L’ascolto, (e così ogni altro atto, movimento, espressione), se non siamo presenti, è automatico.
Può essere informato, educato, colto, appassionato, dedicato, ma allo stesso tempo automatico, quindi limitato a ciò che già conosciamo.
Anche quando scegliamo di ascoltare un brano musicale, nel momento in cui i suoni si susseguono e la musica suona, cosa stiamo davvero ascoltando?
I nostri pensieri, giudizi, pre-occupazioni, varie forme di analisi su questa musica? O, trasportati dalle emozioni che essa ci comunica, il flusso di pensieri e sogni ad occhi aperti che ne scaturiscono?
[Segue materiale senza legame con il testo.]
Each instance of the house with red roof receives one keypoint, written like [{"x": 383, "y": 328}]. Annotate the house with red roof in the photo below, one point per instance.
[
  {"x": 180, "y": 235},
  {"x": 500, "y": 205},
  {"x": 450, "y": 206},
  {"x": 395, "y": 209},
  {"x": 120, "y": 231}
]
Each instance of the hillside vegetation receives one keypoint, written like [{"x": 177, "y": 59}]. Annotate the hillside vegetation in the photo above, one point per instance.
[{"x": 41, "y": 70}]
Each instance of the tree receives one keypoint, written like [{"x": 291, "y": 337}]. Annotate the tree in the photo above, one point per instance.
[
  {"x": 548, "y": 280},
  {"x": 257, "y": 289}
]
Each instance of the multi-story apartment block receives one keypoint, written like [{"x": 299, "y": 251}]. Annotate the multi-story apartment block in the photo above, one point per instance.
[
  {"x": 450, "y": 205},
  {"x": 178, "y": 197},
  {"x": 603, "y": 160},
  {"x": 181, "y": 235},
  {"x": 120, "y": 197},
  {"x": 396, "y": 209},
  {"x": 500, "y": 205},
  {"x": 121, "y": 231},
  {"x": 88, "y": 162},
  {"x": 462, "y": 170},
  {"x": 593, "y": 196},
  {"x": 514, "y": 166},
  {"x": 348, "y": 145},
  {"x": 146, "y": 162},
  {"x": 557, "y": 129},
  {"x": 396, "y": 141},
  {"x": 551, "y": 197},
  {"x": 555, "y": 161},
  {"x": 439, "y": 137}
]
Per aspiranti musicisti ma anche per persone che fanno parte di un pubblico potrebbe essere interessante esplorare:
Come cambia la qualità dell’esperienza della musica quando si ascoltano i suoni così come sono, nel loro susseguirsi, come se fosse la prima volta?
Cosa vuol dire essere presenti?
Ci sono varie scuole e pratiche che affrontano questa domanda.
Con la tecnica Alexander partiamo dal rivolgere l’attenzione al nostro corpo nel qui e ora.
Vediamo che essere presenti e ascoltare sono intimamente connessi.
Essere presenti invita quiete da dentro a fuori, la quiete invita l’ascolto, l’ascolto invita la musica.
E’ l’inizio di una pratica.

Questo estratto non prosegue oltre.